Most exertion headaches resolve within a few minutes to a few hours, though they can occasionally last up to 48 hours. They’re usually harmless, but a first-time exertion headache that’s sudden and severe deserves medical evaluation to rule out more serious causes.
Medication Overuse Headache
If you’re taking pain relievers for headaches more than two or three times a week, those same medications can start causing headaches of their own. This creates a cycle: the headache comes back as the medication wears off, prompting another dose, which triggers another rebound headache.
The highest-risk medications include prescription drugs containing butalbital, triptans used for migraines, and opioid painkillers. Taking any of these 10 or more days per month can lead to rebound headaches. Over-the-counter combination products containing caffeine, aspirin, and acetaminophen carry a moderate risk. Plain acetaminophen, ibuprofen, and naproxen have a lower risk but can still cause the problem with frequent use. If your headaches have gradually become more frequent over weeks or months, and you’ve been reaching for painkillers regularly, this cycle is worth considering.
Warning Signs That Need Immediate Attention
Most back-of-head headaches are not dangerous, but certain patterns signal a medical emergency. A thunderclap headache, one that strikes suddenly and reaches maximum intensity within 60 seconds, can indicate bleeding between the brain and its surrounding membranes or a tear in an artery supplying the brain. This type of headache is sometimes described as the worst headache of your life, and it demands emergency care.

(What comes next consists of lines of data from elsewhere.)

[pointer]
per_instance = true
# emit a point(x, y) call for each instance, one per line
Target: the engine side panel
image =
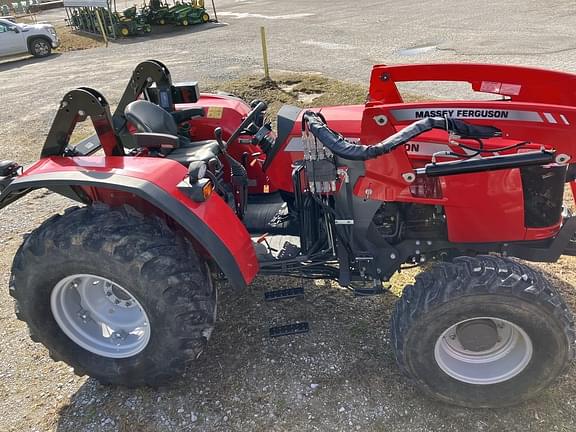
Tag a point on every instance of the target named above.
point(212, 224)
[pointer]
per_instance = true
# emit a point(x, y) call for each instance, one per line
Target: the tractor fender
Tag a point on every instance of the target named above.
point(153, 182)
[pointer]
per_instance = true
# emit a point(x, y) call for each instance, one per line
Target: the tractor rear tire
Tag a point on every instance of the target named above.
point(482, 332)
point(92, 266)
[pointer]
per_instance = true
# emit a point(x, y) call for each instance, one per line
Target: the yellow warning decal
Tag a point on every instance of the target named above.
point(214, 112)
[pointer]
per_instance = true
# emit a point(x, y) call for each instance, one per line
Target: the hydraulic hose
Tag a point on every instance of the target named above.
point(347, 150)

Other red flags include a headache that comes with fever, seizures, confusion, or an altered mental state. A new headache pattern that’s progressively worsening over days or weeks, especially in someone over 50, also warrants prompt evaluation. The key distinction is sudden onset and unusual severity. A headache that builds slowly and feels like your usual tension pattern is far less concerning than one that arrives like a thunderclap.
What Helps
For tension-type and posture-related headaches, the most effective long-term approach is addressing the muscle tightness and joint stiffness driving the pain. Physical therapy programs for this type of headache typically include heat applied to the back of the neck, range-of-motion exercises (turning, tilting, and flexing the neck), stretching the upper trapezius and suboccipital muscles, and isometric strengthening where you press your head against your hand without moving. A specific hands-on technique called suboccipital release, where a therapist applies steady pressure to the base of the skull for about four minutes until the tight muscles soften, targets exactly the muscles responsible for posterior headache pain.

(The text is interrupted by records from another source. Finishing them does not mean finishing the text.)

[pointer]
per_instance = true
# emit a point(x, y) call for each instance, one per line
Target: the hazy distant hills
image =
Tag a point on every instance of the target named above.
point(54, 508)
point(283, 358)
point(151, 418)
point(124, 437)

For cervicogenic headaches and occipital neuralgia that don’t respond to physical therapy, nerve blocks are an option. A clinician injects a local anesthetic near the affected nerve at the base of the skull. When successful, pain relief begins within 20 to 30 minutes and can last anywhere from several hours to several months. Not everyone responds, and lasting relief often requires a series of injections rather than a single treatment.

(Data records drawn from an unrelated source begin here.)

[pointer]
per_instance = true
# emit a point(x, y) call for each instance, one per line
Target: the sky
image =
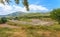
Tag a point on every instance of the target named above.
point(34, 6)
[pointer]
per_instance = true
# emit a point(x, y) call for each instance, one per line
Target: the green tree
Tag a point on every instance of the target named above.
point(55, 14)
point(3, 20)
point(25, 3)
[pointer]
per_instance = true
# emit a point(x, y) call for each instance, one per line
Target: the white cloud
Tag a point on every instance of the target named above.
point(38, 7)
point(6, 9)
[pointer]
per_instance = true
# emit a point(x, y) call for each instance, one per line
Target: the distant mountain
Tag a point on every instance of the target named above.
point(19, 13)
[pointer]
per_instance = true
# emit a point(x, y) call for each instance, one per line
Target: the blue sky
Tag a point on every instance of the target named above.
point(34, 5)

Day-to-day changes matter too. If you work at a desk, positioning your monitor at eye level and keeping your ears aligned over your shoulders reduces the forward-head posture that compresses cervical joints. Taking breaks every 30 to 45 minutes to move your neck through its full range helps prevent the muscle guarding that builds into a headache by late afternoon. Sleeping with a pillow that supports the natural curve of your neck rather than pushing your head forward can reduce morning headaches originating from the base of the skull.